I went to a SWCOLT session recently about teaching Spanish as a heritage language, and there was quite a bit of lively discussion about what should be taught and how in order to meet the learners’ unique needs. I started teaching Spanish as a heritage language three years ago, and I’ll share what I’ve learned so far.
When I first started teaching at my school, the courses I taught were called Native Spanish. I prefer the term heritage speaker to native speaker, however, because I discovered that the majority of my students were born in the United States, and may have never visited a Spanish-speaking country.

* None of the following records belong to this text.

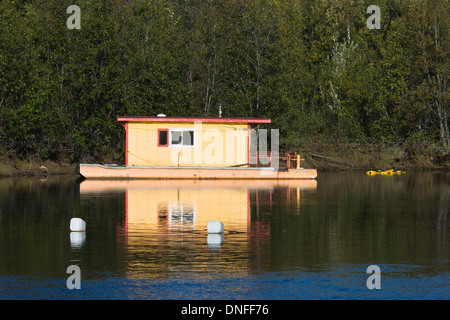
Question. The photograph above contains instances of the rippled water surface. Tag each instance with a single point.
(296, 240)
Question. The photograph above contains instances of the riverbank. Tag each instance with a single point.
(35, 167)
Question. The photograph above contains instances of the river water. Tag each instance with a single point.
(296, 240)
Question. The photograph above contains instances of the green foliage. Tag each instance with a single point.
(312, 66)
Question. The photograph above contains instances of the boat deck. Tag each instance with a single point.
(98, 171)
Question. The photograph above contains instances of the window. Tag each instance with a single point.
(163, 140)
(182, 138)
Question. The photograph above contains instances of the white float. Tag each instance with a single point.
(77, 225)
(215, 227)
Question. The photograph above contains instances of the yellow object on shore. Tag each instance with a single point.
(385, 172)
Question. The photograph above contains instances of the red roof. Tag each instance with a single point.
(192, 119)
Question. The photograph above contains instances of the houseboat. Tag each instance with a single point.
(164, 147)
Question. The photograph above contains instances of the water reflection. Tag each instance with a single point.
(165, 227)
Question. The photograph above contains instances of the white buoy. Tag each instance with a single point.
(215, 227)
(77, 225)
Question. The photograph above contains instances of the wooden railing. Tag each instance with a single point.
(287, 160)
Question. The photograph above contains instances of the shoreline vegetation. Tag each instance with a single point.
(343, 95)
(356, 160)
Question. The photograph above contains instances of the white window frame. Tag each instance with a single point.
(171, 130)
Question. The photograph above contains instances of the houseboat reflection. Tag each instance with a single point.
(165, 227)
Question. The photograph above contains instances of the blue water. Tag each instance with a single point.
(293, 244)
(339, 283)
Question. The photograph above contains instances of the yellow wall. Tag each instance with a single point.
(216, 145)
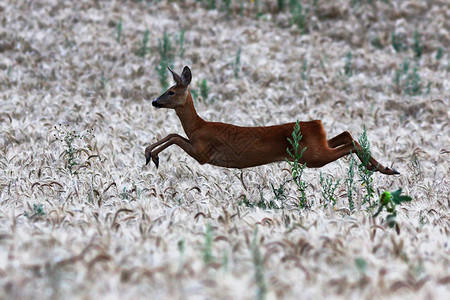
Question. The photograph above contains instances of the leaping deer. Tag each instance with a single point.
(231, 146)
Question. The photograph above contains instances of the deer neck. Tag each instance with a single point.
(188, 116)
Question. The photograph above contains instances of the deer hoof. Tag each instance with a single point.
(156, 161)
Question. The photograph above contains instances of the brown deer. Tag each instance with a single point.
(231, 146)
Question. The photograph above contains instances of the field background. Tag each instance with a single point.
(115, 229)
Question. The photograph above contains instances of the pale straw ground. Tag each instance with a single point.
(120, 230)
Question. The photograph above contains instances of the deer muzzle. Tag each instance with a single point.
(156, 104)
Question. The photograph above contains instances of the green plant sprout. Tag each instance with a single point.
(365, 174)
(328, 189)
(297, 167)
(119, 30)
(390, 200)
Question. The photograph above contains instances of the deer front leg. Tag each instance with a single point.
(182, 142)
(148, 150)
(354, 147)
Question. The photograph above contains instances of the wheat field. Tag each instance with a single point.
(82, 217)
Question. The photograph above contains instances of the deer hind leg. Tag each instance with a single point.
(178, 140)
(148, 150)
(354, 147)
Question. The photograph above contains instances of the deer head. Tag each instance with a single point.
(176, 95)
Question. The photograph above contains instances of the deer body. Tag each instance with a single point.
(231, 146)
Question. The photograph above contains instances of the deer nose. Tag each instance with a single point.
(156, 104)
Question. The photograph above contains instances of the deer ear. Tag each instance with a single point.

At my school, there is a foreign language requirement, and since our school is so small, we only offer Spanish. Over 90% of our students are Latino, and most speak Spanish to some extent. Because the students have to double up on English classes in 9th and 10th grades, I only get two years at the most with them. I decided to offer two courses for the heritage Spanish speakers: pre-AP and AP Spanish Language and Culture. Depending on their level of language skills, they take both courses, or they only take the AP course. All students who speak Spanish as a heritage language will take the AP exam at my school.
Because the new AP Spanish Language and Culture exam that was first administered in May 2014 is easier to pass with a 3, 4 or 5 than the previous version of the exam, I decided that I needed to offer a more challenging course in addition to what we already have, so I plan to offer AP Spanish Literature and Culture starting in the 2016-17 school year.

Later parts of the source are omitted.